Of course, Mitchell's scheme backfires immediately, as instead of McNair George, Nina and Tom are caught and he has to rely on McNair to save them, but again, the show plays fair by not letting Mitchell and McNair be buddy-buddy because of this at the end of the episode, and even more importantly, letting McNair differentiate between a personal truce (i.e. the mutual life savings even out things between him and Mitchell) and Mitchell's general karmic debts, which are not about him but about all the crap Mitchell pulled througout his (un)life. Which is yet another reason why the three-dimensionality is important; McNair isn't free of guilt himself, or free of keeping secrets and lying, but that makes him more, not less qualified for such authorial pronouncements. To a degree, he's been there (note that he speaks of Tom as his salvation in similar terms to how Mitchell spoke about Lucy last season and Annie in this one), and his own guilt has caught up with him within the episode itself.
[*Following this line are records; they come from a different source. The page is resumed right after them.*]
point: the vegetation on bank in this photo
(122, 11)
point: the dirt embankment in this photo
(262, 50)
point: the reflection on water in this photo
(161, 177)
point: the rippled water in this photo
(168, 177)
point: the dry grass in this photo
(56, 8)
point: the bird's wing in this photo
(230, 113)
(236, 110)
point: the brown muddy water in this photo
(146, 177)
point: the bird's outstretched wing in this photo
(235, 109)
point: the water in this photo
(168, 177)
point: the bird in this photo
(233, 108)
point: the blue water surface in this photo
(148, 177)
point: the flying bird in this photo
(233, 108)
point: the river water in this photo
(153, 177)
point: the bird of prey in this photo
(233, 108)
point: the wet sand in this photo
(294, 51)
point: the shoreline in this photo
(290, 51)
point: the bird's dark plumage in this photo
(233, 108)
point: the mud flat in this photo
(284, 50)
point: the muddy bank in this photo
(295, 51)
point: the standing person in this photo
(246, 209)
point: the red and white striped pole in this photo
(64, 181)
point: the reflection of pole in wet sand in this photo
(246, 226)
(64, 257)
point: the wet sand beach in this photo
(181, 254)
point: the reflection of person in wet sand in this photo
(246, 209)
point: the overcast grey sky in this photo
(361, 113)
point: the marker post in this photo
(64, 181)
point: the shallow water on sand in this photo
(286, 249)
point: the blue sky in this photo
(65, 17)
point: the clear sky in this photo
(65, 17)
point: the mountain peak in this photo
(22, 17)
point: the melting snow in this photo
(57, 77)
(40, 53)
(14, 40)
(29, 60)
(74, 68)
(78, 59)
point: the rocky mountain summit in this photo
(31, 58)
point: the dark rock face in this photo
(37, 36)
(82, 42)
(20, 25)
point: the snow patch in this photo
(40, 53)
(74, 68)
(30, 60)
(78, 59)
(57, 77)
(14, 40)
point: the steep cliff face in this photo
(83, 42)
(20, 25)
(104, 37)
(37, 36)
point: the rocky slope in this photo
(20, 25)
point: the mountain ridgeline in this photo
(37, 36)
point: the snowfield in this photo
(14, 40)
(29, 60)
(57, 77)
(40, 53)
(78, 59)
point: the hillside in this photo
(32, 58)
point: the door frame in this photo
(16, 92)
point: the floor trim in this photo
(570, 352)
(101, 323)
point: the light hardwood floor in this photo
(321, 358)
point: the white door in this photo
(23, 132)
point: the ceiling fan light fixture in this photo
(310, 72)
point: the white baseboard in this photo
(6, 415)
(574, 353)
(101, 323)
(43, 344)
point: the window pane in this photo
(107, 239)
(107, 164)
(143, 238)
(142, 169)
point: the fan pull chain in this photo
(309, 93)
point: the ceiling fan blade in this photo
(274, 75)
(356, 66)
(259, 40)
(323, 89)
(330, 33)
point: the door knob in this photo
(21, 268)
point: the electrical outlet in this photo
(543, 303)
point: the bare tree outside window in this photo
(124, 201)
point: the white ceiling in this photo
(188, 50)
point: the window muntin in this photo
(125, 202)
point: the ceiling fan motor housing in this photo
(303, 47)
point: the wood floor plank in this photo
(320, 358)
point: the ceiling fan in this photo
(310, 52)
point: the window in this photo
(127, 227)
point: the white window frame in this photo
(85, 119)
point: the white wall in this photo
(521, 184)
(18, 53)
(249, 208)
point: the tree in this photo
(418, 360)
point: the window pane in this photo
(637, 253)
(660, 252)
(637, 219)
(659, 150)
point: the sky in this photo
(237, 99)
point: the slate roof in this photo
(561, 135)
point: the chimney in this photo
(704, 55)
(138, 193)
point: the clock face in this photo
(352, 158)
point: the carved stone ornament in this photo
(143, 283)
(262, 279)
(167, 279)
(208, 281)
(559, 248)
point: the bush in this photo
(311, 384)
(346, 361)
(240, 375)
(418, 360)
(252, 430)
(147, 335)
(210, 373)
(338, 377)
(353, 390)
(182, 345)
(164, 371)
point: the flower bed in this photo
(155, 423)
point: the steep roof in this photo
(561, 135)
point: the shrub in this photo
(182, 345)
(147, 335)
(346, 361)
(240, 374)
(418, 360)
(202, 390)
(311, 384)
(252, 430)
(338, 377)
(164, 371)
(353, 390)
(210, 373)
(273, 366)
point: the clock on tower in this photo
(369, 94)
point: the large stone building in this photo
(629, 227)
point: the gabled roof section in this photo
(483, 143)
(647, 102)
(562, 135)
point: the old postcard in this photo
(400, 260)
If he's not into self-pity, he certainly isn't misty-eyed about Mitchell, either.

Lastly: best use of the birds-and-bees-thing since Claire Bennett said to her adopted parents "you're not giving me the talk again, are you?" in season 1 of Heroes. BTW, I am relieved the episode didn't do a silly triangle thing with Tom, Nina and George while acknowledging that a young adolescent werewolf would be at least intrigued by the only female of the species he's met so far.


ETA: I think I'll get myself a Nina icon, and/or a George/Nina icon. Can anyone point me in the right direction?